If a distance matrix is available, it may also be supplied to cmp.cluster via the use.distances argument. This is useful when one has a pre-computed distance matrix either from a previous call to cmp.cluster or from other distance calculation subroutines.
Multi-Dimensional Scaling (MDS)
To visualize and compare clustering results, the cluster.visualize function can be used. The function performs Multi-Dimensional Scaling (MDS) and visualizes the results in form of a scatter plot. It requires as input a descriptor database, a clustering result from cmp.cluster, and a cutoff for the minimum cluster size to consider in the plot. To help determining a proper cutoff size, the cluster.sizestat function is provided to generate cluster size statistics.
cluster.visualize(db, clusters, 3, quiet = TRUE)
null device
1
Figure 12:Cluster visualization plot generated by the cluster.visualize function.
By default cluster.visualize will draw the scatter plot in the
R plotting device, and the user can interactively click a point to retrieve more information
on the corresponding compounds. In the non-interactive mode (non.interactive),
it will save the plot to a specified file in EPS or PDF format.
A 3D MDS plot can be created with the following sequence of commands.

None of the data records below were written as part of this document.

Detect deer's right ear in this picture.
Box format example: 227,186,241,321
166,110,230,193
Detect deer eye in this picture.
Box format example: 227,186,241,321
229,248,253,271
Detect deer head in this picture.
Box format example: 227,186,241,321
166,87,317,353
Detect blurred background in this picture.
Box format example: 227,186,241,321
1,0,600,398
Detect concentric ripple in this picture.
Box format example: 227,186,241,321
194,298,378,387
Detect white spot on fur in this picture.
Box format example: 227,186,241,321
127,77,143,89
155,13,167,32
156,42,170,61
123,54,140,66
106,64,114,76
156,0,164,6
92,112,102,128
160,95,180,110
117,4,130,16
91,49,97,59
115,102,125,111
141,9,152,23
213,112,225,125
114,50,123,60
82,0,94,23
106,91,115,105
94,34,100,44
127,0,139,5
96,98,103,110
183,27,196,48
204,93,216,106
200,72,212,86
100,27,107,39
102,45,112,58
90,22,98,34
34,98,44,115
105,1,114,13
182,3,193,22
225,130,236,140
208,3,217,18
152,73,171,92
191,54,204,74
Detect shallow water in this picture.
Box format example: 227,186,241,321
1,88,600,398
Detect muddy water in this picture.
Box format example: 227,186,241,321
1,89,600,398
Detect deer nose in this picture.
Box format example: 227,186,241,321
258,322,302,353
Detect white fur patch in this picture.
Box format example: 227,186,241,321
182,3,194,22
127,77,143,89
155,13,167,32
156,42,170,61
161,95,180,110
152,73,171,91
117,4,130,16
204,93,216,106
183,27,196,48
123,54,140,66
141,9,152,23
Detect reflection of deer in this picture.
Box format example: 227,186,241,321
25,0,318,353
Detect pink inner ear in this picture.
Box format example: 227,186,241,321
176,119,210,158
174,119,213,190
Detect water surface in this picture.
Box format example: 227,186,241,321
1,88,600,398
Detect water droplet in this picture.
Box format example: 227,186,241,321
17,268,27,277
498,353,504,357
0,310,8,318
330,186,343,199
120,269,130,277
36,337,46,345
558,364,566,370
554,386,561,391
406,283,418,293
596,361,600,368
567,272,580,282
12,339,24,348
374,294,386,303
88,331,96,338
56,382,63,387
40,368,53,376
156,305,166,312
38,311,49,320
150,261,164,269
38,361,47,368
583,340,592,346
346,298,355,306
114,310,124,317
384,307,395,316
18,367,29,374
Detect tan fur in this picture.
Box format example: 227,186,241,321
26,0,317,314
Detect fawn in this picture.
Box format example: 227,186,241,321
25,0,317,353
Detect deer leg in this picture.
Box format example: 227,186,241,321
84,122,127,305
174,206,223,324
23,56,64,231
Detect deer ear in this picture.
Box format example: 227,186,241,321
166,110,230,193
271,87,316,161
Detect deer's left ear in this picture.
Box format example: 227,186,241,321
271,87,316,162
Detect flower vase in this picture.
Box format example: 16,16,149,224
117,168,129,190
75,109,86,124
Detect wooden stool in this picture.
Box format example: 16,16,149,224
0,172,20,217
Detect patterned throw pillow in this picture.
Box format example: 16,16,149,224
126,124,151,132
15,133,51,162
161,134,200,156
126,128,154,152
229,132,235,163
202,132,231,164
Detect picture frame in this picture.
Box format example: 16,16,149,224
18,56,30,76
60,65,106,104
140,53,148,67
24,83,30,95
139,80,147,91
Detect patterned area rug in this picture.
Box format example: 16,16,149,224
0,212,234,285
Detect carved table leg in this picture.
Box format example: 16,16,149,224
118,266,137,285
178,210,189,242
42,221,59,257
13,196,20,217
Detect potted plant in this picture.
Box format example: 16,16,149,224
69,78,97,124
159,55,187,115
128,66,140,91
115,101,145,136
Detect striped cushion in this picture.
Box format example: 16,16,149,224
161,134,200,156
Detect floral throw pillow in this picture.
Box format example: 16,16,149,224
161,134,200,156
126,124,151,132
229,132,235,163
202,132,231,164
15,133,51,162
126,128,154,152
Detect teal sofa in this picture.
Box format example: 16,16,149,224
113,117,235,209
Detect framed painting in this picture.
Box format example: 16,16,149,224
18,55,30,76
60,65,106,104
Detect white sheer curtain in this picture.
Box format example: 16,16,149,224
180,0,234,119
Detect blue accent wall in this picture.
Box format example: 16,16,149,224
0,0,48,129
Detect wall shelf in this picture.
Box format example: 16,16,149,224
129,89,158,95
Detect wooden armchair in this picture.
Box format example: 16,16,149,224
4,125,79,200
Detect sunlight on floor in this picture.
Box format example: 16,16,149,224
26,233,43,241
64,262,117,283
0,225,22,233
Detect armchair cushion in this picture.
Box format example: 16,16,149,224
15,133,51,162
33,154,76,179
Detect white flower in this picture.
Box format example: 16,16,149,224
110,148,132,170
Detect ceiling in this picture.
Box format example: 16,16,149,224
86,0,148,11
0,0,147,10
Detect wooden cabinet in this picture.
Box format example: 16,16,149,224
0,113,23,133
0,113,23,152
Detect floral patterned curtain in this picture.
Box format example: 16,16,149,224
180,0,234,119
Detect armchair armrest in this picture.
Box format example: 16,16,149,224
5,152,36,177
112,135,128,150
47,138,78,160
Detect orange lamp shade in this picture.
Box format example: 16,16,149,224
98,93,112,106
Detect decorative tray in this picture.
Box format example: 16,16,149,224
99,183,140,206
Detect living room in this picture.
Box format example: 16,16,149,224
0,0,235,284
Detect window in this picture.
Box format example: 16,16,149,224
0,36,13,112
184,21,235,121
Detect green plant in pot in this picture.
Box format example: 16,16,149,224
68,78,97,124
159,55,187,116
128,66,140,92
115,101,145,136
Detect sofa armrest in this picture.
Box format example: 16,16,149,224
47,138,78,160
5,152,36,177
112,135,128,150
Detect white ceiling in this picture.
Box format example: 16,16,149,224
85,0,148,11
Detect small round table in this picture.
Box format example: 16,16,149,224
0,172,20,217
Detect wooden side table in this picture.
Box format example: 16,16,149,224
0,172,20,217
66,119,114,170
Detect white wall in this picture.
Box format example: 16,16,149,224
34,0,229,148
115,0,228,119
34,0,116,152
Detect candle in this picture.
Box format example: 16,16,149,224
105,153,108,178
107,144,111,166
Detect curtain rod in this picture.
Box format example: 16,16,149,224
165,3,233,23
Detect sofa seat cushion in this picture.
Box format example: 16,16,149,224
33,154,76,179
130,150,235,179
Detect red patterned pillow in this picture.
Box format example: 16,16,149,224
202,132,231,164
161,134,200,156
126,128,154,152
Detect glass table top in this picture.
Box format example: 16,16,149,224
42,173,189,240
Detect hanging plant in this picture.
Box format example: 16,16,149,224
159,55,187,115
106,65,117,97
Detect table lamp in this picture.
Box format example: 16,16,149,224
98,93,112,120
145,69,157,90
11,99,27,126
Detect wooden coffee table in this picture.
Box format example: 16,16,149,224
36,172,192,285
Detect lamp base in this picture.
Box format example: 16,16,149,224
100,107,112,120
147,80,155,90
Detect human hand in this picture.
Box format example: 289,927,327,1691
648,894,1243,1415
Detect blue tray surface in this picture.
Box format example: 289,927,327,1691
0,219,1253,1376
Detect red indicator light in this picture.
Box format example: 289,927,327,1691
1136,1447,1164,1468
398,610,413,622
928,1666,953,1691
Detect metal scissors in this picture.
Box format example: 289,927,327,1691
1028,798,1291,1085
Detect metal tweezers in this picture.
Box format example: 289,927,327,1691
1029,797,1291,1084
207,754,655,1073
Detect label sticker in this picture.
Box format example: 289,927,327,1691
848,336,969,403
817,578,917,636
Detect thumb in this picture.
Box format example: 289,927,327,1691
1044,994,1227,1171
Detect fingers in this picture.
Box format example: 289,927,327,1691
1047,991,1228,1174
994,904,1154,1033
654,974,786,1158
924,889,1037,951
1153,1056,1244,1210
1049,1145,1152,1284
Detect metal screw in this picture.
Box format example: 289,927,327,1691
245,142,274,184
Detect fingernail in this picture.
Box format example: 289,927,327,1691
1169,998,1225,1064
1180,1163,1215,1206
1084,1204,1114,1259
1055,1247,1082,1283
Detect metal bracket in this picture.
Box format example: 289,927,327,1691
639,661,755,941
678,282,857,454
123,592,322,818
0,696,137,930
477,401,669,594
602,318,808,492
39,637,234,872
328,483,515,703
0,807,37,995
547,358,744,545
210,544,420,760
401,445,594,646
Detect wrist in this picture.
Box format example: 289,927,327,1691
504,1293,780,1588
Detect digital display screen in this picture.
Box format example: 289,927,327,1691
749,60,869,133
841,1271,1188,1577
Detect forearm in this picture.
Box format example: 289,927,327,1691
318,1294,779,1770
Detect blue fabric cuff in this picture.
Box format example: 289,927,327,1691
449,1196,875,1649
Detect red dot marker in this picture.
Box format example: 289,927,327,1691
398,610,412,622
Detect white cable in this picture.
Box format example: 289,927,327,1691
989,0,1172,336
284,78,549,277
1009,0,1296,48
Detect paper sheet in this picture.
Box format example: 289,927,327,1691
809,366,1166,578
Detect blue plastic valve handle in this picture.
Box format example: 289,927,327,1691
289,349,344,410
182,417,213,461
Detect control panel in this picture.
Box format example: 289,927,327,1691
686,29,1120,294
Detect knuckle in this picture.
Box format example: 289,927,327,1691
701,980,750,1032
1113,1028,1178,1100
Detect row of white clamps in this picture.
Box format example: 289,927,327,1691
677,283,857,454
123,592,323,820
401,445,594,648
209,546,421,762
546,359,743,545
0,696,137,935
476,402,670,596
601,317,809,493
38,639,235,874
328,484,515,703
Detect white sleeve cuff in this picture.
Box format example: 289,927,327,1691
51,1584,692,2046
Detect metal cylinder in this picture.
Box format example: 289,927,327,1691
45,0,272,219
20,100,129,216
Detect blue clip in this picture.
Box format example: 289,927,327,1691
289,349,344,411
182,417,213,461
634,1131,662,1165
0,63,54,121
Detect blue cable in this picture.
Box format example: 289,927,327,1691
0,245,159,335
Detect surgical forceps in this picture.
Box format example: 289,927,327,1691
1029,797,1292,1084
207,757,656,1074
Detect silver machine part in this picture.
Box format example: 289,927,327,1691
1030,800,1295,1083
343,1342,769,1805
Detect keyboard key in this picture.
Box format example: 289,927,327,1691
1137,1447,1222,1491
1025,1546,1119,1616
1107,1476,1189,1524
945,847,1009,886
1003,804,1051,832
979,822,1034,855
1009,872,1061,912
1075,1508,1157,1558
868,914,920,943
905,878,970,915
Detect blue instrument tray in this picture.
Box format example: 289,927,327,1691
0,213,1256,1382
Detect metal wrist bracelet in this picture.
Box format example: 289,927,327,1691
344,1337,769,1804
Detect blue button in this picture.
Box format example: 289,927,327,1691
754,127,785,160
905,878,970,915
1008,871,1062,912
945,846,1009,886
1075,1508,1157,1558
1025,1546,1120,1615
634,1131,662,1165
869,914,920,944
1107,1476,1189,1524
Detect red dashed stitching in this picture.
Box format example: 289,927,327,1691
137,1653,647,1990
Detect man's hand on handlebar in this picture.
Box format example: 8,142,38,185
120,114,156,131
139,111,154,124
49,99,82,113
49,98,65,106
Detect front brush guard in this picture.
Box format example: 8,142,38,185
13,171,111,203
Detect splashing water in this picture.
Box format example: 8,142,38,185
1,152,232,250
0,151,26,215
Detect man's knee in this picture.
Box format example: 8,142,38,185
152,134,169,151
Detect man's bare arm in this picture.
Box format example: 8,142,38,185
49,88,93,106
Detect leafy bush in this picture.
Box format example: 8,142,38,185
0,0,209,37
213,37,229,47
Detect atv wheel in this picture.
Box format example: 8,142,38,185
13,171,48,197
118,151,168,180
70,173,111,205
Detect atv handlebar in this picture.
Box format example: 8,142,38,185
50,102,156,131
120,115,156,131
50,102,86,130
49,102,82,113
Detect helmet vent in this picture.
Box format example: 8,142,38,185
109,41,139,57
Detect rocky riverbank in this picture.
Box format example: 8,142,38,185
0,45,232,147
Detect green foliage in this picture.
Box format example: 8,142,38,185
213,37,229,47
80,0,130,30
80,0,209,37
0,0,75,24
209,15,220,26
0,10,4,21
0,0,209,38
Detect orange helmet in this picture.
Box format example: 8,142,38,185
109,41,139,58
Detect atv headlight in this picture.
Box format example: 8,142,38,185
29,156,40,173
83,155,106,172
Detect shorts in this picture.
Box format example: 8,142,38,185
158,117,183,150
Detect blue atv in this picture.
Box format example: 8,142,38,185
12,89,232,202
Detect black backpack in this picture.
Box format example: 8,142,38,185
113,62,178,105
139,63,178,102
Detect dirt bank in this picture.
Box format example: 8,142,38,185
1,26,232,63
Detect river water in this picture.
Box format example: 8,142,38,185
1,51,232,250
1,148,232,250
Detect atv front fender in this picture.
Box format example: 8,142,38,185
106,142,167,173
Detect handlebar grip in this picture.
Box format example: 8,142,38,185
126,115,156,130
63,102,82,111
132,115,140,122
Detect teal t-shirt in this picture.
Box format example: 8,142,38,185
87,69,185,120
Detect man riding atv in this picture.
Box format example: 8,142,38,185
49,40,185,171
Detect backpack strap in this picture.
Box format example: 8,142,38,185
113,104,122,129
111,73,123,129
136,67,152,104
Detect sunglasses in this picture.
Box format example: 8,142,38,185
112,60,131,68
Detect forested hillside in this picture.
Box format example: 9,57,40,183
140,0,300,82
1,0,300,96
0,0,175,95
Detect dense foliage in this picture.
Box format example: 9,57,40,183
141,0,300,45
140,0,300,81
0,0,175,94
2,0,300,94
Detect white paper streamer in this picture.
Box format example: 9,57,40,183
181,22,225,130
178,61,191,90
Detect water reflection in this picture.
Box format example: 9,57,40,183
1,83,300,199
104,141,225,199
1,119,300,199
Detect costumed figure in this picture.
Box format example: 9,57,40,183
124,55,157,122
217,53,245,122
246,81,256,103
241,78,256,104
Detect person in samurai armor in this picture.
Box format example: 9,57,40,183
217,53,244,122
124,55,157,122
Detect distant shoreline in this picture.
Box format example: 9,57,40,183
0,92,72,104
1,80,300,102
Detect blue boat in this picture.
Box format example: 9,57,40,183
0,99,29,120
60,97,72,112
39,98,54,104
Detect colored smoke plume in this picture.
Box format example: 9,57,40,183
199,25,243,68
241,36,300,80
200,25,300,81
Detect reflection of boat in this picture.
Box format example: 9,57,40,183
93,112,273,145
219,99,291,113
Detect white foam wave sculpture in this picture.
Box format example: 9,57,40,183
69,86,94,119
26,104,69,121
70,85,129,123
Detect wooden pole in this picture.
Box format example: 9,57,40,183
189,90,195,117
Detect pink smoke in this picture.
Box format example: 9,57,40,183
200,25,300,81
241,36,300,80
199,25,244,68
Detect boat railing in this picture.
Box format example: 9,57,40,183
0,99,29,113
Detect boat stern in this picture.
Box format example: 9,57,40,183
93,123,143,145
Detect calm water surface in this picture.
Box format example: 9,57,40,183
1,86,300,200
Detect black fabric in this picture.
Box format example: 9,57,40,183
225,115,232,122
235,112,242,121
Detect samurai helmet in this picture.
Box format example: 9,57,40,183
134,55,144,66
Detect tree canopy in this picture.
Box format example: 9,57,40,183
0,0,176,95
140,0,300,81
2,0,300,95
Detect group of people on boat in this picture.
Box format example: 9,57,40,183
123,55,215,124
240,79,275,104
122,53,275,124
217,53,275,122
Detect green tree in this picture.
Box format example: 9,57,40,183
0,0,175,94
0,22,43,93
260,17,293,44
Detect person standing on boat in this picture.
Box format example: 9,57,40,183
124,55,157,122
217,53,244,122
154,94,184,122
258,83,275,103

coord <- cluster.visualize(db, clusters, 3, dimensions=3, quiet=TRUE)
library(scatterplot3d)
scatterplot3d(coord)
The data returned by the cluster.visualize can also be inspected with the fully interactive rggobi data visulalization system. The GGobi software and its dependencies can be obtained from the GGobi project site. The following commands demonstrate the import of the generated MDS data set into rggobi.
library(rggobi)
ggobi(coord)
Figure 13: Clustering results visualized in the external R packages scatterplot3d and rggobi.
Clustering with Other Packages
ChemmineR allows the user to take advantage of the wide spectrum of clustering utilities available in R. An example on how to perform hierarchical clustering with the
hclust function is given below.
dummy <- cmp.cluster(db, 0, save.distances="distmat.rda", quiet=T)
sorting result...
The
cmp.cluster function is used with the
save.distances="distmat.rda" argument to generate a distance matrix. The matrix is saved to a file named
'distmat.rda' and it needs to be loaded into R with the
load function. This matrix can be directly passed on to
hclust.
load('distmat.rda')
hc <- hclust(as.dist(distmat), "single")
plot(as.dendrogram(hc), horiz=T)
Figure 14: Hierarchical clustering result obtained by calling the hclust function with a distance matrix calculated by cmp.cluster.
Format Interconversions
Options for interconverting between different structure formats will be provided in the future. At this point, users can perform these tasks via ChemMine's online WorkBench.
Physicochemical Descriptors
Calculation of Physicochemical Descriptors
Several functions will be available in the near future for calculating physicochemical descriptors directly in ChemmineR. Currently, users can calculate 40 common physicochemical descriptors with the online descriptor prediction tool available on ChemMine's WorkBench.
References
[1] R.E. Carhart, D.H. Smith, and R. Venkataraghavan. Atom pairs as molecular features in structure-activity studies: definition and applications. Journal of Chemical Information and Computer Sciences, 25(2):64 73, 1985.
[2] X. Chen and C.H. Reynolds. Performance of Similarity Measures in 2D Fragment-Based Similarity Searching: Comparison of Structural Descriptors and Similarity Coefficients. Journal of Chemical Information and Computer Sciences, 42(6):1407 1414, 2002.
[3] T. Girke, L.C. Cheng, and N. Raikhel. ChemMine. A Compound Mining Database for Chemical Genomics. Plant Physiol, 138(2):573-577, 2005.
[4] Cao Y, Charisi A, Cheng LC, Jiang T, Girke T (2008) ChemmineR: A Compound Mining Framework for R. Bioinformatics, 24(15): 1733-1734, 2008.HubMed.